The Consideration of Cell Vendors

It is possible to obtain human cells from a multitude of cell vendors from around the world, and researchers may select either primary cells or cell lines for their research. These vendors, such as ATCC, Lifeline Cell Technologies, Cell Applications Inc., European Collection of Cell Cultures, and ThermoFisher Scientific, include certificates of analysis for their cell products. Although the majority of these vendors do not have the ancestries of the donors reported on their websites, product descriptions, or specification sheets, researchers can contact the vendors to place a customized order for a specific ancestry. Additionally, some vendors, including ATCC, Cell Applications, and Lifeline Cell Technologies, include ancestries in their certificate of analysis. ATCC is also a notable exception in that they largely do report the ancestry of the donors on their website. Lifeline Cell Technologies may provide all donor specifications, including ancestry, if contacted. Cell Applications does not require reporting on the ancestry of donors when acquiring and specifying cells; however, they will locate the ancestry of the donor for the product in question upon request. ThermoFisher also reports ancestries as batch-specific and on their products’ certificates of analysis. Interestingly, we observed that ancestry specifications are more frequent for cell lines than for primary cells.

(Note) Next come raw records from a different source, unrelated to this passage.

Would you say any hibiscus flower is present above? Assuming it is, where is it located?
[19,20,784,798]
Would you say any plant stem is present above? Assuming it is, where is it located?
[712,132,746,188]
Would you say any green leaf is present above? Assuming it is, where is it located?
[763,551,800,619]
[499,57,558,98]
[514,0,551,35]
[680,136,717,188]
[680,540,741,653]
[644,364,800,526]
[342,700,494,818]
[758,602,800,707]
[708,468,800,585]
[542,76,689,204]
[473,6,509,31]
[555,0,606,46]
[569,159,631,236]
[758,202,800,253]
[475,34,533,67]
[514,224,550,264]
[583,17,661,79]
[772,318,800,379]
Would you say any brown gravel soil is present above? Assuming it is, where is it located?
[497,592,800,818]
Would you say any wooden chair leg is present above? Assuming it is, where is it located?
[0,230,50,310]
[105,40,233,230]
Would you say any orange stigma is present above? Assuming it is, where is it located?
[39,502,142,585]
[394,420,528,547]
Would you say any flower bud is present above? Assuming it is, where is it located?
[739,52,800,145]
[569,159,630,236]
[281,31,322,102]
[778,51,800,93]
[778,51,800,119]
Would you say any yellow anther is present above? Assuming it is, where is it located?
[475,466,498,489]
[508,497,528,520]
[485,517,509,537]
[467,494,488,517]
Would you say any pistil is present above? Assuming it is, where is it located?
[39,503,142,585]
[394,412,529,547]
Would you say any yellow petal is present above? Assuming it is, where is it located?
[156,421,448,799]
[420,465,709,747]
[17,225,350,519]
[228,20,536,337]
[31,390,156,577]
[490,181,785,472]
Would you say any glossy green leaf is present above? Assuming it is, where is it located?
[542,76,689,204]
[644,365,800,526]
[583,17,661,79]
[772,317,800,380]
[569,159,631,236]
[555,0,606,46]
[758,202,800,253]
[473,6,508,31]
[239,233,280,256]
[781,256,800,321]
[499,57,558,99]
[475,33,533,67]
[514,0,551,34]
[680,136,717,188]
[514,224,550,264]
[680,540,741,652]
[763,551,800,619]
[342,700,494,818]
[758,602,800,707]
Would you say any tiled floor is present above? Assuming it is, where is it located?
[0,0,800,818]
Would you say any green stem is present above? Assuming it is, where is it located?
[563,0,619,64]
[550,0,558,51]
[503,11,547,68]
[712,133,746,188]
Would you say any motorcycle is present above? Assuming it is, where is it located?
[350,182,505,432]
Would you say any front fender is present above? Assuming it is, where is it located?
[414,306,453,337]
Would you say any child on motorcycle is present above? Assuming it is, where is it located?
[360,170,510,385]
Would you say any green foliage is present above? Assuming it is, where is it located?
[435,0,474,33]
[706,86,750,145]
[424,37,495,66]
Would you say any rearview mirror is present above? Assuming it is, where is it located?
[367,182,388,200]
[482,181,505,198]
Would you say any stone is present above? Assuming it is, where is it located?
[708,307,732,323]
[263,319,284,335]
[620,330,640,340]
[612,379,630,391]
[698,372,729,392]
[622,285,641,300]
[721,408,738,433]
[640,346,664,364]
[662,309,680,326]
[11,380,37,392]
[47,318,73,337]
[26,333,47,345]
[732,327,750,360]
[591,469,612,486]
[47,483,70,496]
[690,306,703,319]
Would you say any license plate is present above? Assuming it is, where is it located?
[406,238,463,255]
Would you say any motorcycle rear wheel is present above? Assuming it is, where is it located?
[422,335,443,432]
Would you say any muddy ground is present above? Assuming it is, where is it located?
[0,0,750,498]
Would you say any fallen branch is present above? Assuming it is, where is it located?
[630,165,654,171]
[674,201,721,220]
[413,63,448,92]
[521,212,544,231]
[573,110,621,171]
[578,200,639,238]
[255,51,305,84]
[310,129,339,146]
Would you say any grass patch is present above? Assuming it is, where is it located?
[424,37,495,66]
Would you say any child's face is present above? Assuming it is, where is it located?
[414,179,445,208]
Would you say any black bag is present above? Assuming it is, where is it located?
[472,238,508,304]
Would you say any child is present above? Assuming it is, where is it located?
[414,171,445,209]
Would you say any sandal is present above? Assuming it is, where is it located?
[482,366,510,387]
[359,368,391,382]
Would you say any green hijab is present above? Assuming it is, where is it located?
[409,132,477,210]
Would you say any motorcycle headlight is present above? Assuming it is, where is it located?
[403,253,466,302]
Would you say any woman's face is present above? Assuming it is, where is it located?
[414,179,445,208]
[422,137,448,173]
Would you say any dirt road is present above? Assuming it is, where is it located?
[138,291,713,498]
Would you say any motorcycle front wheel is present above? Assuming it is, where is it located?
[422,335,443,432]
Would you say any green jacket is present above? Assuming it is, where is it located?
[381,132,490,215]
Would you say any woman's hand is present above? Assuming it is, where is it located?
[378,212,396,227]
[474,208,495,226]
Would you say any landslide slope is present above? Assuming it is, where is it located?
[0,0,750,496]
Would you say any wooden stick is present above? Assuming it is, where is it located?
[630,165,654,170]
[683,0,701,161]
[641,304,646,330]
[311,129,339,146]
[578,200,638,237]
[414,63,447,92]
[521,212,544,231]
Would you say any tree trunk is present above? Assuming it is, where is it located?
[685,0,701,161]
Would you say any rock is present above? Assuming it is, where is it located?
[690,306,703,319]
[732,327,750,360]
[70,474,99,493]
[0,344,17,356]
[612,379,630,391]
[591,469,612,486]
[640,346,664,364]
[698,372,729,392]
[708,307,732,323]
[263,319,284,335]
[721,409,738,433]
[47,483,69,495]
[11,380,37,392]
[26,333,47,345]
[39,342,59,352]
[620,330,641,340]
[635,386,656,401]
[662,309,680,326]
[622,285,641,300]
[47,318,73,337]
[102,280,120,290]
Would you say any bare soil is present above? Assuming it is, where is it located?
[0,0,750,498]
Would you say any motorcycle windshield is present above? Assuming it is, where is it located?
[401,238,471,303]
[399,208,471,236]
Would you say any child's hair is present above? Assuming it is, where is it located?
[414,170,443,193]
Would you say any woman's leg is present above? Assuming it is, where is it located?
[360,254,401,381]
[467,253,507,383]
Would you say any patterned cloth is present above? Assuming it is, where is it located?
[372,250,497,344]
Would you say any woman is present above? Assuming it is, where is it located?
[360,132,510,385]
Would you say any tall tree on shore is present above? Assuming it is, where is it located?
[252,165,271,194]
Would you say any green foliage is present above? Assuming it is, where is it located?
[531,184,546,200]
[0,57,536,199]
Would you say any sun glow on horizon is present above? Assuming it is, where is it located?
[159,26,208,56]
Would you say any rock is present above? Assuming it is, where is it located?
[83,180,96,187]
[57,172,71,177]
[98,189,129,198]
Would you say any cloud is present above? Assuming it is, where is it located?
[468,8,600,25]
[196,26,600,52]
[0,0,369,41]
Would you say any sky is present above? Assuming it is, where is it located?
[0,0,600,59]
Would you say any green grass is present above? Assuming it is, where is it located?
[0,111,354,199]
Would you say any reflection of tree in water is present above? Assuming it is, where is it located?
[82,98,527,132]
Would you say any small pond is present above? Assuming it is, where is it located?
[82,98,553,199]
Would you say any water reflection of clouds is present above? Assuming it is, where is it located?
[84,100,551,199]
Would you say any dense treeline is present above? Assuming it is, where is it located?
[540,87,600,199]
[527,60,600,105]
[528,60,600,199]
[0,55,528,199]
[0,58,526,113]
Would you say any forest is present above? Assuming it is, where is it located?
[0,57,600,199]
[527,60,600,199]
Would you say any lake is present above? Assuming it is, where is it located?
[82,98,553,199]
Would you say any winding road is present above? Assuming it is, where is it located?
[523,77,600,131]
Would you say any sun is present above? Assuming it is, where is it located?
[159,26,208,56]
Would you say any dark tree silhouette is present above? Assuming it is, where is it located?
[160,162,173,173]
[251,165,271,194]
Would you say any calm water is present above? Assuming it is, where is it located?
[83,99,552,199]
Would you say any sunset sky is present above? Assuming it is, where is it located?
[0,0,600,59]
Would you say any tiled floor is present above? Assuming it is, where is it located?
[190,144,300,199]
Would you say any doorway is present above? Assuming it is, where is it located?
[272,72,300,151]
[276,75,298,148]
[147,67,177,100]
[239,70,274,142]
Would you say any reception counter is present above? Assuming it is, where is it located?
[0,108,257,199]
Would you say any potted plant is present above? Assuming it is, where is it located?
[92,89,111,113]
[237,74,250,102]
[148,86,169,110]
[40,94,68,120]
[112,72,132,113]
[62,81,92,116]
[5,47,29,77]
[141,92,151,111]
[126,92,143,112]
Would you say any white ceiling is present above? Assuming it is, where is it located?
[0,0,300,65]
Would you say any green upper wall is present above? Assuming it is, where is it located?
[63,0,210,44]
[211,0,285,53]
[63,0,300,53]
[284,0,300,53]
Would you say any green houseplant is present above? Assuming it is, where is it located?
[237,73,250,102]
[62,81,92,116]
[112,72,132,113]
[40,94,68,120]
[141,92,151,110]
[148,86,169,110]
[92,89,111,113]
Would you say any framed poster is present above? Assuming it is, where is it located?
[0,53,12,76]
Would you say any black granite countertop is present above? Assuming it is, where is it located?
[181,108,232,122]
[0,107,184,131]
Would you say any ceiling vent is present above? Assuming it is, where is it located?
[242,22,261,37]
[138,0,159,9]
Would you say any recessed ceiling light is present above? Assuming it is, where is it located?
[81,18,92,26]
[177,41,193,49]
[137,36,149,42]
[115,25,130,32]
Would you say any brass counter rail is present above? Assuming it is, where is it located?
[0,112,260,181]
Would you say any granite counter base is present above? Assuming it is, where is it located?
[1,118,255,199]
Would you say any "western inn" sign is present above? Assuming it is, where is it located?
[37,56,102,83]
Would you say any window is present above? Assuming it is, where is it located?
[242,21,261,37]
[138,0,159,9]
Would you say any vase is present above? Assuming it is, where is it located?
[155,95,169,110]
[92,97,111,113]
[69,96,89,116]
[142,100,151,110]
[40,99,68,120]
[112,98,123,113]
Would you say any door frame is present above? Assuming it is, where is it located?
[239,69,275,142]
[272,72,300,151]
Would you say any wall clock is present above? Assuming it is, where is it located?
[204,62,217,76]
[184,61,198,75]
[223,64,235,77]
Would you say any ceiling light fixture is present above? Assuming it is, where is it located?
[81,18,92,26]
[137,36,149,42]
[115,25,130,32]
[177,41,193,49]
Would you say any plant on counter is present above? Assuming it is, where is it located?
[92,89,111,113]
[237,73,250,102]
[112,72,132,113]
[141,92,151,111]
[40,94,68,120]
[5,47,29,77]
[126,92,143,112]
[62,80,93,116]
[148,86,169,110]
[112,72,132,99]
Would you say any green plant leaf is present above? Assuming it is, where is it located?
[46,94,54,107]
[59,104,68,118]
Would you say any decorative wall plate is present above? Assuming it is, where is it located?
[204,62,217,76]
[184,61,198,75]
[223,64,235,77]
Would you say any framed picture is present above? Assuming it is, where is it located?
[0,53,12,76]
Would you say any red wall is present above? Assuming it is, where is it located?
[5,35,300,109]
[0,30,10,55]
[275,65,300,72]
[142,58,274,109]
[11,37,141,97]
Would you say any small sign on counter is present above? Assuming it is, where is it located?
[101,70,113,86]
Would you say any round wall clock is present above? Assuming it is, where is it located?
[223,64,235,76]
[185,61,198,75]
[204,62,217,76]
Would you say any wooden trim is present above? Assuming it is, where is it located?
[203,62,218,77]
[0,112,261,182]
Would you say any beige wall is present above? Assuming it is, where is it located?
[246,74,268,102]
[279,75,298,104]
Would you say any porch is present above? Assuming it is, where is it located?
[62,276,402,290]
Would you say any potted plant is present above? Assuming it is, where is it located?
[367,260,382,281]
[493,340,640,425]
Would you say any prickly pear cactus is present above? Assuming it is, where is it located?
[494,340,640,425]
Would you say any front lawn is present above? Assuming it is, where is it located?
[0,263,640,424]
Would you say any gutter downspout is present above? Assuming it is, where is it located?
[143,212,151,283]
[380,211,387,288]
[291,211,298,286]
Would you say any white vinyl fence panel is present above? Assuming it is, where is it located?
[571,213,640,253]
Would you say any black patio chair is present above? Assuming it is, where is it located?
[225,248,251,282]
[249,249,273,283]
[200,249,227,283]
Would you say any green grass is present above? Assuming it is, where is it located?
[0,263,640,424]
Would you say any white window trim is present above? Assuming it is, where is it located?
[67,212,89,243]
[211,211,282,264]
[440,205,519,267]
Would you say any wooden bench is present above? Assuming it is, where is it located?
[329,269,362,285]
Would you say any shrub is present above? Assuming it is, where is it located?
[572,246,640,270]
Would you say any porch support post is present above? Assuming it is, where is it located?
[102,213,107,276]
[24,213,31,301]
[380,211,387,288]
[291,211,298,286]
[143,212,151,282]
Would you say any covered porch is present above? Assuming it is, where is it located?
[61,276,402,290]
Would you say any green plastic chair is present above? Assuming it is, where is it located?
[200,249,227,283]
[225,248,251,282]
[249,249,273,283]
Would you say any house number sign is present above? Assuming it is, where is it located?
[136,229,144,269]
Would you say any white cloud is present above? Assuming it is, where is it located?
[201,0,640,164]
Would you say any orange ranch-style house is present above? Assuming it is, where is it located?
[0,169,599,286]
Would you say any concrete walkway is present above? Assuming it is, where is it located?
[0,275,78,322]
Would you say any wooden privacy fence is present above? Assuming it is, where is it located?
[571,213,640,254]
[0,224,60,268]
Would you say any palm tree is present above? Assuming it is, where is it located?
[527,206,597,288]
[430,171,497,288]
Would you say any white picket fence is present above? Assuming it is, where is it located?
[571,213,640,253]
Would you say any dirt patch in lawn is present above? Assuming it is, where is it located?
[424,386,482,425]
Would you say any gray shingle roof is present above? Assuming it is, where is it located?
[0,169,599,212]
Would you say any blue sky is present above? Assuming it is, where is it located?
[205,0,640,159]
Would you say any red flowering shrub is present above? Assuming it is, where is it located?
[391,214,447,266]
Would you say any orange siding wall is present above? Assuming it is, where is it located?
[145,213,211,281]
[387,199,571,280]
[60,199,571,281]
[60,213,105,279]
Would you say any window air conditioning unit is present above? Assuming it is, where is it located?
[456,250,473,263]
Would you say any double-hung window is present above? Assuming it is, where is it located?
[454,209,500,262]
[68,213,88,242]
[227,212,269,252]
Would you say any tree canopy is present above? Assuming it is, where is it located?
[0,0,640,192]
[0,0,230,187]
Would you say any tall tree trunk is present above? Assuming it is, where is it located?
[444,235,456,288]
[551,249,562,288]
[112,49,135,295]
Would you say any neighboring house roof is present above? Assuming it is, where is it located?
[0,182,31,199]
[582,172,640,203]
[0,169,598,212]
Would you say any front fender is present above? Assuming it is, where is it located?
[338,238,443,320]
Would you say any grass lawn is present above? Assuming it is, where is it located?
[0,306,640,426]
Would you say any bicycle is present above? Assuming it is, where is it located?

The fact that it is not common practice for cell vendors to report the ancestries of all cells is inhibitory for researchers acquiring that information. We suggest that companies implement protocols that would require them to obtain and readily release critical de-identified donor information to customers. This includes ensuring every cell product has the ancestry of the donor documented and easy to find. Requiring cell vendors to include this information would allow researchers, especially those focusing on precision medicine applications, to make informed decisions when acquiring cells for their studies. The inclusion of ancestry would also allow greater transparency towards which cells are assessed within biomedical research.

Consider Ancestry: Opportunities to Reverse this Trend

The ancestry of cells to be used for in vitro experiments should be carefully considered during the design stage of the work. The genetic and epigenetic differences between cells from donors of different ancestries should be recognized as instrumental players in the cells’ responses to stimuli, and so should no longer be casually ignored. The incorporation of information on the ancestral background of the cells used in the lab will lead to better clinical translation and help pave the way for more personalized medicine.